A federal judge in Tucson found the four humanitarians with the group No More Deaths, guilty of entering the Cabeza Prieta National Wildlife Refuge without a permit, and leaving gallons of water and cans of beans.
Magistrate judge Bernardo Velasco found Natalie Hoffman, Oona Holcomb, Madeline Huse and Zaachila Orozco-McCormick guilty of having no permit and leaving behind personal property. Ms Hoffman was also convicted of operating a vehicle inside the park.
Each of the women faces up to six months in prison, and a $500 fine.
After the ruling, Catherine Gaffney, a veteran member of the group denounced the court’s decision.
“This verdict challenges not only No More Deaths volunteers, but people of conscience throughout the country,” she said. “If giving water to someone dying of thirst is illegal, what humanity is left in the law of this country?”
The organisation was established in 2004 by religious leaders in Arizona with the intention of maintaining “water and supply drops on known migrant trails via driving and hiking”.
Its website says: “To achieve this goal, volunteers drive to remote areas of the desert on unpaved, rough roads, sometimes spending several hours in the car. Volunteers then hike to water-drop points up to two miles away over steep or rocky terrain, with no shade, carrying water, canned food, blankets, and other items. Over the course of a day, volunteers may hike five to 15 miles total.”

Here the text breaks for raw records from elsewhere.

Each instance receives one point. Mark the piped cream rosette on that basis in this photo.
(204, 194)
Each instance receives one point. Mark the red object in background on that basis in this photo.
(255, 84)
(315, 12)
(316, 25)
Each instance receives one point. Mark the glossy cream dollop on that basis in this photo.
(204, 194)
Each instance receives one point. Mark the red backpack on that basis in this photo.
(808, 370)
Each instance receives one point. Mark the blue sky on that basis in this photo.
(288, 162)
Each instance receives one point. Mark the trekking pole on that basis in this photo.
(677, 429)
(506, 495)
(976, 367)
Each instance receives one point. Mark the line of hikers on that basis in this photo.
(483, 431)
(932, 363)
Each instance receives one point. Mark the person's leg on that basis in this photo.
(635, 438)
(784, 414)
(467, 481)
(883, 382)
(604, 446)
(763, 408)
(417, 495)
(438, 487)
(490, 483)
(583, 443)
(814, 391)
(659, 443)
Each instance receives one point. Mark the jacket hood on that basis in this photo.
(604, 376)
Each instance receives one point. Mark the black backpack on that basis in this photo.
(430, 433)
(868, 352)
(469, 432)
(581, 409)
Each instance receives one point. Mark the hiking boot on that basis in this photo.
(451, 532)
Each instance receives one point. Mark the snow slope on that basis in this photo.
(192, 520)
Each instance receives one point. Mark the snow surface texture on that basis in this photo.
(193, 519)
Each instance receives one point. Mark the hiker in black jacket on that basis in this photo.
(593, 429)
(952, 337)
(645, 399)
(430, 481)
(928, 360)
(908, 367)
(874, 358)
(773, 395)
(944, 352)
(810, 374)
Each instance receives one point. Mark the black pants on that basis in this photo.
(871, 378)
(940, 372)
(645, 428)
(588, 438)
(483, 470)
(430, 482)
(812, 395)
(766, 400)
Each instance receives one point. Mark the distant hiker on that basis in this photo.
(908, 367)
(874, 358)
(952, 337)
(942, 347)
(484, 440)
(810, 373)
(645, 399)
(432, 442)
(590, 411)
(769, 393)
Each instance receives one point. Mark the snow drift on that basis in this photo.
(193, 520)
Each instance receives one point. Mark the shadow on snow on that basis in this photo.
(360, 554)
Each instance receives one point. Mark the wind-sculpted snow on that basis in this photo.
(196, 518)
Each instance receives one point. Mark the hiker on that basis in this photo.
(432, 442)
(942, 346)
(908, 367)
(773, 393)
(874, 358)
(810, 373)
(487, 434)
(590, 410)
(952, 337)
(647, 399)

The Arizona Republic reported that one of the volunteers, Ms McCormick said she considered the work they were doing almost “sacred”. She described being on the refuge as “like being a graveyard”, because of the number of migrant deaths that had taken place there.
Mr Velasco said in his ruling: “The defendants did not get an access permit, they did not remain on the designated roads, and they left water, food, and crates in the refuge. All of this, in addition to violating the law, erodes the national decision to maintain the Refuge in its pristine nature.”
He also criticised the campaign group for allegedly not fulling informing the volunteers of the consequences of breaking the refuge’s regulations. He said the four women had acted “in the mistaken belief” that the worst that could happen to them would be a citation or that they would be banned for entering the park in the future.
The newspaper said Friday’s ruling was the first conviction against humanitarian volunteers on the US-Mexico border since 2009. Another five volunteers are due to appear in court to face similar charges in February and March.
It comes as the country is one month into a partial government shutdown that has been caused by Donald Trump’s failure to negotiate a spending package with Democrats if it does not include $5.6bn for a border wall.